Je m'inscris en faux contre l'assertion selon laquelle la France déploierait une diplomatie des migrants. La migration est un sujet diplomatique parce que c'est un sujet de dialogue, un sujet sensible qui engage la vie de femmes et d'hommes, un sujet qui renvoie à des principes de droit international fondamentaux, régis par des conventions internationales. La France ne pratique pas de diplomatie des migrants et les pays que vous citez ont des pratiques opposées à celles que nous déployons en la matière. La France est un pays d'accueil ; la France est un pays d'asile ; la France est un pays de destination. La France et l'Allemagne sont les États membres de l'Union européenne qui assument le mieux leurs responsabilités dans ce domaine. La France a enregistré entre 140 000 et 152 000 demandes d'asile en 2019. La France ne renonce pas à ses valeurs et à ses principes, qui sont des principes de droit. Elle l'a d'ailleurs réaffirmé face aux événements survenus cet été en Afghanistan.
Au-delà des valeurs, il est normal que les règles en vigueur soient respectées et il relève de l'honneur de notre pays de s'inscrire dans une règle de droit, qui est non seulement une règle de droit interne, mais également une règle de droit international.
Vous avez fait référence à la Turquie. Au cours des années 2015 et 2016, c'est au prix d'un dialogue approfondi, parfois difficile, que des solutions ont pu être identifiées. La France y a toujours apporté son assistance. La Facilité européenne pour les réfugiés en Turquie a été dotée de six milliards d'euros qui ont tous été engagés. La Commission vient de faire une nouvelle proposition pour trois milliards cinq cent mille euros supplémentaires.
S'agissant de l'Agence européenne de l'asile, il existe actuellement un bureau européen d'appui en matière d'asile (EASO) qui constitue, en quelque sorte, un embryon d'agence. Il s'agit d'élargir substantiellement sa surface, notamment financière et budgétaire, et de lui attribuer des moyens humains plus nombreux. Son champ d'intervention sera également étendu, notamment dans un rôle d'assistance technique, y compris pour les États membres qui feraient face dans certains cas à des pressions particulières.
Pour ce qui concerne la présidence française de l'Union européenne, le ministère de l'Europe et des Affaires étrangères est très mobilisé dans sa préparation, au même titre d'ailleurs que les autres parce que l'Europe concerne l'ensemble des ministères. Nous examinons actuellement les priorités que nous pourrions nous fixer dans les domaines de l'asile et de la migration.
Les textes existent et ils font l'objet de la négociation complexe que j'ai déjà évoquée. Les raisons d'être optimiste existent également. La présidence française fera montre d'un optimisme de la volonté parce qu'il appartient à la présidence du Conseil de l'Union européenne d'assurer une responsabilité de courtier honnête et de favoriser des compromis.
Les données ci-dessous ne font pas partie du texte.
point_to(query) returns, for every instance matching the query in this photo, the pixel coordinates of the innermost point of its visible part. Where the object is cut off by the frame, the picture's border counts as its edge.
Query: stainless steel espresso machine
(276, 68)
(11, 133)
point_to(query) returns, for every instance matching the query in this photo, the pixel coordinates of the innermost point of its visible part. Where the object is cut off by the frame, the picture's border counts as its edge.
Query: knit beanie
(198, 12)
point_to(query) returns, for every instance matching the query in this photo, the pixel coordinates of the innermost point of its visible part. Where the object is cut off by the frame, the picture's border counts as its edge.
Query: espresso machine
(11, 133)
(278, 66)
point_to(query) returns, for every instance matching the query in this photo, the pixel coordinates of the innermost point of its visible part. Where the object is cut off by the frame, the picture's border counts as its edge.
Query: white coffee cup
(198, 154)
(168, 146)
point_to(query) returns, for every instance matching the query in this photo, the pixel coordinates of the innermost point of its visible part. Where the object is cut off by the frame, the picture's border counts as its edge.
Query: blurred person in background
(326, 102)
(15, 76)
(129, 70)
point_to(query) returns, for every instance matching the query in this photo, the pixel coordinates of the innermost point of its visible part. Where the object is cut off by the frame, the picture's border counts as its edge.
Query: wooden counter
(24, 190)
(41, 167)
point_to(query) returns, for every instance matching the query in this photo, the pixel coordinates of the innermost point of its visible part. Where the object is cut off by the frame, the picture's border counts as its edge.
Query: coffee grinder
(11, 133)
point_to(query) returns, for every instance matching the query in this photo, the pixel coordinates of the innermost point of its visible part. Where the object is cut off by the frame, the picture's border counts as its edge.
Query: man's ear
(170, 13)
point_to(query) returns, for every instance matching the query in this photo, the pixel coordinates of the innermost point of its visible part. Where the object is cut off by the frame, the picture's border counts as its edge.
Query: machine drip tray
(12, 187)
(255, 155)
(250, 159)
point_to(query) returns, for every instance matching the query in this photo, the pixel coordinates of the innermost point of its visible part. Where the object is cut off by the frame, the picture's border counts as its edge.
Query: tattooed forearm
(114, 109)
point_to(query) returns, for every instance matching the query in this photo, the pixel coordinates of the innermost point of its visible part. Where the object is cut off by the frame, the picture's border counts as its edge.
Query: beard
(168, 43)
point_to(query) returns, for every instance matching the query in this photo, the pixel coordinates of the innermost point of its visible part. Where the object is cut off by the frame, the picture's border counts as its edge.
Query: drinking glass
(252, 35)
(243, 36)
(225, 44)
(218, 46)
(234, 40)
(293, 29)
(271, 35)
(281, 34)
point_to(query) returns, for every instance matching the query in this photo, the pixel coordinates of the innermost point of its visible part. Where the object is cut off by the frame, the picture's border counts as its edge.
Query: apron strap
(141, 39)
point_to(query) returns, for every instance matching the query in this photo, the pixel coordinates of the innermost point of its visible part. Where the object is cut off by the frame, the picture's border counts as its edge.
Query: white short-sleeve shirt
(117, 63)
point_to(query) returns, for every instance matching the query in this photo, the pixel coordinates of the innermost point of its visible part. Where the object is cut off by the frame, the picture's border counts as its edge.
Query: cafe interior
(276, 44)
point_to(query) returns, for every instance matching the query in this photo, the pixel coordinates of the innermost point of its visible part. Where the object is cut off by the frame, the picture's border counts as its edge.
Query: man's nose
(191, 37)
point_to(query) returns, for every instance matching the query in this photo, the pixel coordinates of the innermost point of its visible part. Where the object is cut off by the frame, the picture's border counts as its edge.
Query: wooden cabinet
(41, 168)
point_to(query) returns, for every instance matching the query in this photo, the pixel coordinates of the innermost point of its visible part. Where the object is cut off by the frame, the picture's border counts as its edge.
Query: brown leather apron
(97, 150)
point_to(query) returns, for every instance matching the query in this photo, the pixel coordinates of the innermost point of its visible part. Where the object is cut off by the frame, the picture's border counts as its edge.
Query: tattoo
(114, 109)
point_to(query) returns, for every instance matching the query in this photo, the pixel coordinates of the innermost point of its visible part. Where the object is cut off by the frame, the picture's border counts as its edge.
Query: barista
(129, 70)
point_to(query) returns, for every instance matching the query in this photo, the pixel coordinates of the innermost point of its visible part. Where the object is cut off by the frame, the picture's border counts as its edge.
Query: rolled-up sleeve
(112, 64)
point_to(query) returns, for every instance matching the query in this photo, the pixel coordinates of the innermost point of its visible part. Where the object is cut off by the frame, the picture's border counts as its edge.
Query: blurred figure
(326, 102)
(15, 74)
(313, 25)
Nous avons essayé de nous concentrer sur la dimension externe afin de faciliter la négociation du pacte migratoire dans sa dimension interne. Il appartiendra à la France de tenir ce rôle de facilitateur au service de l'intérêt européen, au service de compromis qui permettront de conjuguer les intérêts des États membres de première entrée, des États de destinations et des États de transit.
Il conviendra également de progresser sur les textes du paquet législatif les plus mûrs, notamment le règlement Eurodac. Il est essentiel de se doter d'une base de données opérationnelle, enrichie et renseignée. Force est de constater que trop souvent les demandeurs d'asile enregistrés en France n'ont pas été préalablement enregistrés dans Eurodac. La procédure à la frontière imposera un enregistrement systématique.
Enfin, il importera d'appliquer les textes agréés et ce sera une des missions de l'Agence européenne de l'asile.